There is another possible improvement that may be easier to implement (but I do not know if it will help much). Right now, we always wait until the TE interrupt to start the screen DMA upload but in many cases, we could start earlier (because the scanline is already far down enough so that it will not be catched up by upload or because we upload only just a small region...). Knowing the period between two TE interrupts, we can compute the current position of the scanline at any moment so we can decide if upload may start right away or if we must wait for the TE interrupt (or even better, we can compute the first time when upload can start and then set a one-shot timer interrupt to trigger the DMA upload)... I do not have much time right now but I may try to test this later (probably in a few days).

david-res commented 1 year ago

Hi Arvind!

I think the lack of the 2nd buffer is the main cause of this issue, and agree that the PXP will take just as much time to rotate if not more, but it still frees up the CPU which could be crucial for the rest of the application to run.

No rush on testing further, at your own pace :) I appreciate the time invested in this thus far!

cstrahan commented 1 year ago

It is really a shame the Teensy does not have an (easily accessible) hardware debugger available.
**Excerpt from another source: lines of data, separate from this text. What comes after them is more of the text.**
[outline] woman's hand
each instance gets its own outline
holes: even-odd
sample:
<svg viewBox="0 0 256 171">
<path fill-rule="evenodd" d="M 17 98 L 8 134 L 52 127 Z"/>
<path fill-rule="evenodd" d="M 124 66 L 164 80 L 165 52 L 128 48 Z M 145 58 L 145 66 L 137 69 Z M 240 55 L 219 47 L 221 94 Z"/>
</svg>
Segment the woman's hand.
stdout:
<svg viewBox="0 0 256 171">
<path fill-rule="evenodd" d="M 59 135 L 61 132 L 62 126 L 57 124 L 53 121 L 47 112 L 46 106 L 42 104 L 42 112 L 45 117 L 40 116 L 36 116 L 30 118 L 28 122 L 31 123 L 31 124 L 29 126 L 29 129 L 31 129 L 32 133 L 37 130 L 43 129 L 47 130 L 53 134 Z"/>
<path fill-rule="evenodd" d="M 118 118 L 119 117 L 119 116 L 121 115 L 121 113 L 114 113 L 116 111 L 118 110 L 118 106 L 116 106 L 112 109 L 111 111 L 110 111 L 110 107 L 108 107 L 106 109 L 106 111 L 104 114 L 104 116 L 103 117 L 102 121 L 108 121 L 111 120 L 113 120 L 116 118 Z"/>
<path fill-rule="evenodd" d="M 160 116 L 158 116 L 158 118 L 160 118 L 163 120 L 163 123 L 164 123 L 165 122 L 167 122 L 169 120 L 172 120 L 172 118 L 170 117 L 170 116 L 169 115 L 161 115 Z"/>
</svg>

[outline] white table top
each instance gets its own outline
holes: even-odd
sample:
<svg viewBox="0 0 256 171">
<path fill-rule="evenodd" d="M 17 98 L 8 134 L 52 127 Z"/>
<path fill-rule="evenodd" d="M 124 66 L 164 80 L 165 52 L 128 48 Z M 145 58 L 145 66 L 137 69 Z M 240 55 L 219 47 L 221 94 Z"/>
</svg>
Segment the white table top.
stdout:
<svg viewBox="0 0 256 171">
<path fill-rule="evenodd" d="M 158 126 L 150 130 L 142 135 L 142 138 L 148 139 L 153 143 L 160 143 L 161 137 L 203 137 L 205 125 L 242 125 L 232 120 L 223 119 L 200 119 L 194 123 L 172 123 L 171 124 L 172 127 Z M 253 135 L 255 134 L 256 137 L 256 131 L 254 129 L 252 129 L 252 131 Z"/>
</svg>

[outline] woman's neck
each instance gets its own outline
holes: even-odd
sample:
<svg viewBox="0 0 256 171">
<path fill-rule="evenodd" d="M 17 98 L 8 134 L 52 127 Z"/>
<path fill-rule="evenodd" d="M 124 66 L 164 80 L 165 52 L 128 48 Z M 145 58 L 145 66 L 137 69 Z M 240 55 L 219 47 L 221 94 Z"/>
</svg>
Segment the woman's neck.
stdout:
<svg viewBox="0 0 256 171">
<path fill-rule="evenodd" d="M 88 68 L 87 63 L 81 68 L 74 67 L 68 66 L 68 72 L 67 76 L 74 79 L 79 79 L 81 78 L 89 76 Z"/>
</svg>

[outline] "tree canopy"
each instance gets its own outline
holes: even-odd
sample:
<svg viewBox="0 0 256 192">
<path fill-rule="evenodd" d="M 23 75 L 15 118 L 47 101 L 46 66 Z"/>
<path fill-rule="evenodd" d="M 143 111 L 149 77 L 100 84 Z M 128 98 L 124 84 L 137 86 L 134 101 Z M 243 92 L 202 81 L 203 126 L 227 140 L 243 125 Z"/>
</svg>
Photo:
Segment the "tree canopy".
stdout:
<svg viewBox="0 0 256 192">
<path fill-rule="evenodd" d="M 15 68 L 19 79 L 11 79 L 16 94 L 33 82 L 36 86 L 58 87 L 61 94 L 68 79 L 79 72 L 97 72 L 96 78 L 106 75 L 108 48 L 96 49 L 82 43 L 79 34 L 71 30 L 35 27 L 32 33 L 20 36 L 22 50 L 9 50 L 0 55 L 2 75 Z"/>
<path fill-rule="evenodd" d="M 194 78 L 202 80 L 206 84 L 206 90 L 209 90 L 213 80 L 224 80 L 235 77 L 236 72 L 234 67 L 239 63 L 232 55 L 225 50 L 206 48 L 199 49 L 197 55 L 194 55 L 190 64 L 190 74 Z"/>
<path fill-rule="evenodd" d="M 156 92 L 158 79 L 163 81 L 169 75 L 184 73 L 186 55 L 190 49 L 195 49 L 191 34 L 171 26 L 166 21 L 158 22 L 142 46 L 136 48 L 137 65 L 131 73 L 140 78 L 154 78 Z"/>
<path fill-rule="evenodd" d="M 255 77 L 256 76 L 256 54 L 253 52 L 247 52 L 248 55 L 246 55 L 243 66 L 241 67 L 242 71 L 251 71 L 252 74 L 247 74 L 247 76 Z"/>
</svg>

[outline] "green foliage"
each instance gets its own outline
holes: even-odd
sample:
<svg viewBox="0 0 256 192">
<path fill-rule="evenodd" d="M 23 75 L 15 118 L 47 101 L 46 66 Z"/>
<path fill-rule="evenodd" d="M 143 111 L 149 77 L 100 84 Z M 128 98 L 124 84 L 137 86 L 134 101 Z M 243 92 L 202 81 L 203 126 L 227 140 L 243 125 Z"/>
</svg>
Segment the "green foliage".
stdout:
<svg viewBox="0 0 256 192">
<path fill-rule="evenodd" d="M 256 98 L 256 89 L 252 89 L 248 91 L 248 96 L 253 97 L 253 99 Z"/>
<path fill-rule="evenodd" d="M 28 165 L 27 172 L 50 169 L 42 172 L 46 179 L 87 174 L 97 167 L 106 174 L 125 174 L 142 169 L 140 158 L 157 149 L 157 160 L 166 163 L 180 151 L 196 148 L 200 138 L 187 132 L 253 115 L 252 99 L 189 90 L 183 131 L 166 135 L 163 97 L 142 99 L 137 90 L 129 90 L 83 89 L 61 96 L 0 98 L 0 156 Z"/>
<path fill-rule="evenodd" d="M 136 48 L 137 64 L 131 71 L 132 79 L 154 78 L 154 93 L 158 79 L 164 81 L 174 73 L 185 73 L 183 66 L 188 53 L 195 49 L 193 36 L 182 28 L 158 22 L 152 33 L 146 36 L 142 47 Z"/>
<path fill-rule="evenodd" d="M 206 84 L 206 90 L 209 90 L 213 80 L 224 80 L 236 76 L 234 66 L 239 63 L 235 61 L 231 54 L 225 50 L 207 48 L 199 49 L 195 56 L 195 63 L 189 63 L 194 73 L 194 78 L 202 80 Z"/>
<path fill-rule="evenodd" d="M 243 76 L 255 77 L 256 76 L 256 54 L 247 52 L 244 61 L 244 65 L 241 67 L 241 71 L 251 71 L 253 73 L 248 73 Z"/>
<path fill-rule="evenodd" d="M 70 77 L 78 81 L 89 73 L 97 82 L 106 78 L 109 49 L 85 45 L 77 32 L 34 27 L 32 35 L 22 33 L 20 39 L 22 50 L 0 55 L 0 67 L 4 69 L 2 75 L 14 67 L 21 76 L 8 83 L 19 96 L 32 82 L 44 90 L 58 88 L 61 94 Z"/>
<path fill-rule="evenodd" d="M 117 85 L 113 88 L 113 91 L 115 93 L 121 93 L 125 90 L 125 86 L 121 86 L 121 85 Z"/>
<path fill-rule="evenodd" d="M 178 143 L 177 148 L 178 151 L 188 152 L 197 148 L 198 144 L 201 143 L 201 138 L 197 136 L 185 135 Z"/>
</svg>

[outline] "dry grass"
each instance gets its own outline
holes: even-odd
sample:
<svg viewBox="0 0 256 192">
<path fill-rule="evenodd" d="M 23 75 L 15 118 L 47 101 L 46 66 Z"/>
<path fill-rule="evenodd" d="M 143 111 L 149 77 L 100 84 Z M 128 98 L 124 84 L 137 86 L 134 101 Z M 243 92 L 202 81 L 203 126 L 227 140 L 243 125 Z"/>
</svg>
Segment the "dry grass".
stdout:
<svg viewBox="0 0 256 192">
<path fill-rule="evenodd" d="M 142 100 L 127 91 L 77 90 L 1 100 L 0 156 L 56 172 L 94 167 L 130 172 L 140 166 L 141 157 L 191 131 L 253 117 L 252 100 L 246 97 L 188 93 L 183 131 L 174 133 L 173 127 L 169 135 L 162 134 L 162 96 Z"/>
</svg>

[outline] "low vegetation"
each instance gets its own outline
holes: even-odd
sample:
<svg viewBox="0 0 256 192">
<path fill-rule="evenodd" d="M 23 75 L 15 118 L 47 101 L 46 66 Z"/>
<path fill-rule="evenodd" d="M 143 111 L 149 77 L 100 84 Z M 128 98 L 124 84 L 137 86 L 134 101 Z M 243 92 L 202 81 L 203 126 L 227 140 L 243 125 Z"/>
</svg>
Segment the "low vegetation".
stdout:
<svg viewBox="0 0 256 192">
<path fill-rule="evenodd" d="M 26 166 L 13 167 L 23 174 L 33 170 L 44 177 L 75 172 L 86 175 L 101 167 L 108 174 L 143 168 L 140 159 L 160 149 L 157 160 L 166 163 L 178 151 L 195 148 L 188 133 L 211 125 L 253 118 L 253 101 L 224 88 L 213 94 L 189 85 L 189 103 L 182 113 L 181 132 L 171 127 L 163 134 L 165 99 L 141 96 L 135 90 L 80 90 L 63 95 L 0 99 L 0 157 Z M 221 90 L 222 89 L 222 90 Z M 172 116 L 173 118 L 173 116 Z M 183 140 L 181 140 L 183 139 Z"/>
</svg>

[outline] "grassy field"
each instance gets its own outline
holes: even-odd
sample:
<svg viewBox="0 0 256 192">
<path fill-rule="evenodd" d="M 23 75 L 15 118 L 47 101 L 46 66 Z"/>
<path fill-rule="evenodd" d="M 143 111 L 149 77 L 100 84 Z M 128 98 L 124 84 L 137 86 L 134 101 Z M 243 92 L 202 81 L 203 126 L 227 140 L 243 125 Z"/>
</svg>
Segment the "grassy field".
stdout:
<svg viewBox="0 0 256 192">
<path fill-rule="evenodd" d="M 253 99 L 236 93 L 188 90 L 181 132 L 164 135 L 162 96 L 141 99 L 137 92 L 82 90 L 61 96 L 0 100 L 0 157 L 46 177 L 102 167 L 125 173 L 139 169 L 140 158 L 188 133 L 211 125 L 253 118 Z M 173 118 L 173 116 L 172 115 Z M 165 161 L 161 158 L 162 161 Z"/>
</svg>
Here, it would prove really useful !

FWIW, if you have a steady hand and some patience, you can add a header to breakout the JTAG signals:

teensy_mod

I can successfully flash and debug my Teensy 4.1 and Teensy MicroMod this way :)

I followed the info over at https://forum.pjrc.com/threads/69748-Simple-WORKING-JTAG-UART-for-Teensy-4-1

My approach was to solder some long 32 AWG copper legs onto a 2x5 pin 0.05" pitch header (in the standard 10 pin SWD/JTAG pinout), super glue that to the top of the NXP (I dunno where my epoxy went, otherwise I'd have smothered the thing in epoxy by now), and then trim and solder the legs to either traces or (when available) vias that I had exposed by scraping off the solder mask. I can then connect that directly to my CMSIS-DAP debugger and debug over JTAG.

Kinda off topic, I know, but I figured I'd share, in case that provides any inspiration (I'm lurking because I'm thinking about using this library, or more accurately, porting it to Rust). :smile:

david-res commented 1 year ago

@cstrahan that looks pretty cool! I actually have a custom PCB here with more pins exposed, and all the MM parts, but I don't know why I didnt expose the JTAG pins! Would love to see this driver come in use for someone :)

david-res commented 1 year ago

@vindar I was able to get the PXP rotation working eventually, but the only major issue/ performance impact is setting LVGL to do full screen fresh reach time. It can rotate a 480320 image in a very shot time, around 15ms including FLEXIO/DMA transfers. I can cut down another 1ms by using two small rotation buffers instead of one (32096*2).